Citigroup is making a bold entry into the AI-future of banking by having every one of the 175,000 employees across 80 global locations undergo mandated artificial intelligence training over the next 60 days.
The giant bank’s mass initiative is to educate employees on how to craft quality prompts for generative AI products, a task that’s fast becoming just as vital as learning email or spreadsheet software. It’s a decision that indicates just how heavily large financial institutions are regarding the AI revolution, not as something that might happen in the future, but as something that is very much a current workaday reality.
This is not Citigroup riding the AI bandwagon too quickly. Numbers don’t lie: employees have already put over 6.5 million inputs into AI systems this year alone. Processes that before took hours of human labor are being automated across the organization, basically shifting the very way the bank works on a day-to-day basis.
The training course, appropriately named “Asking Smart Questions Prompting like a Pro,” recognizes that all your employees don’t necessarily start from the same base. On the adaptive learning platform, the course self-adapts to the level of knowledge the employee arrives with.

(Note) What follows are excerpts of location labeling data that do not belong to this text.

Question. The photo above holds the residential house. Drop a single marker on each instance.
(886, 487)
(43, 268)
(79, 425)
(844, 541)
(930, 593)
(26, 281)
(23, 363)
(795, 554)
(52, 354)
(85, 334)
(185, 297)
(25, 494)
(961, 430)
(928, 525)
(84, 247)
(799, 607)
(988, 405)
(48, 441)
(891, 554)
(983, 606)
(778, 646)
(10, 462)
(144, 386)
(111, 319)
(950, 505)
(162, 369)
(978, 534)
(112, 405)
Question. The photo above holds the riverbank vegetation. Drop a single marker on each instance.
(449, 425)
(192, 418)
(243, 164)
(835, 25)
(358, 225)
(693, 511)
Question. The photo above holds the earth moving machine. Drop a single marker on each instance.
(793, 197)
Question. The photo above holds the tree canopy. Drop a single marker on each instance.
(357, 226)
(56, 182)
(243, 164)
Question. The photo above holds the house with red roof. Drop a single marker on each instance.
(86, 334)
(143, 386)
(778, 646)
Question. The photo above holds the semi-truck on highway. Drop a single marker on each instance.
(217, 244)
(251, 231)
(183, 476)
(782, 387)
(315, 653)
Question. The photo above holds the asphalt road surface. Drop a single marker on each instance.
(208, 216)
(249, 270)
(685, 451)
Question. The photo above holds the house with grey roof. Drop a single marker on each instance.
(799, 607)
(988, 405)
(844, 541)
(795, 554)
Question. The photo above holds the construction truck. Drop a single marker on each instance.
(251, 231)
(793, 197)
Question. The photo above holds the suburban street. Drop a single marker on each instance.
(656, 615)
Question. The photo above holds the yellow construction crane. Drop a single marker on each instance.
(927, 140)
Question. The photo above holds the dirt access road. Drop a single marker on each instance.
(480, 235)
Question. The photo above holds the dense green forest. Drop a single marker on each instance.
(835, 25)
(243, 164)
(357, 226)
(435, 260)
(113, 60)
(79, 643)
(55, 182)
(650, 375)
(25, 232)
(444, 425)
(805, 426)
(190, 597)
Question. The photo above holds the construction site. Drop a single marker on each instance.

Those who are already familiar with the AI tools can work through it in fewer than 10 minutes, while new individuals typically spend around 30 minutes bringing themselves up to speed.
Why Banks Like Citigroup Are Making AI Proficiency a Core Competency for All Staff?
What’s particularly intriguing about Citi’s plan is the scope. It is not programming that is reserved for software specialists or information technology professionals. Operations, risk, compliance, and client servicing staff shortly, all sectors of the firm need to get proficient in working with AI tools.

The bank’s executives consider AI literacy as just-as-important-as business knowledge as knowing the financial markets or the regulations. In the opinion of Citi leaders, properly formulated prompts can expedite work, reveal useful insights, and provide competitive edges in the ever-quicker industry.
Other training units are likewise in the pipeline, designed to let the employees explore deeper into AI application areas specific to their specific work domains. The bank is certainly treating this as the beginning of a longitudinal learning process as opposed to some checkbox one-time activity.
Citigroup is not alone in the acknowledgment of the need for AI upskilling. JPMorgan Chase has put AI training as part of the onboarding process itself, such that new employees learn these skills on the very first day. Bank of America provides both compulsory and elective AI training across the whole organization. Wells Fargo has entered into collaborations with academies to offer structured AI learning opportunities across employees.
This surge in spending on AI literacy is a harbinger of a seismic shift in the way banks think about technology. Instead of AI as something that goes on in one specialized department, these banks are making it a competency all staff should have, from analyst fresh out of college to the CEO.
How Citi is Rapidly Training Its Workforce for the AI Era?
Citibank has been particularly aggressive in this space, earning recognition for substantial AI hiring and pioneering digital platforms like CitiDirect Commercial Banking, which has been enhanced with AI capabilities to improve client experiences.
One significant aspect of Citi’s message is emphasizing employee empowerment rather than replacement. AI, the training program asserts, will make people more productive, not redundant. By ensuring that everyone possesses the skills that will be required to take advantage of these technologies, the bank is making a future bet that human and AI will work, not compete, together.
The 60-day time frame places a premium on the rollout, making it clear that this is not elective professional development, but a fundamental business imperative. It will probably act as a blueprint that other businesses globally, struggling with how they can get workforces ready for AI-based work environments, can mimic.
At the pace that the generative AI is moving, the mass training project at Citigroup is more than a internal initiative. It is a statement on the future work that will be conducted in the financial services industry and, really, all knowledge-based industries.
The challenge for other firms might not be to do what Citi is doing, but when they can roll out comparable programs. As AI is integrated into the fabric of day-to-day business, the skill of being able to appropriately communicate with these systems through properly written promptings could become as commonplace as typing or telephoning.
The message is clear, too, to the 175,000 Citi bankers: the banking future is today, and all must be ready.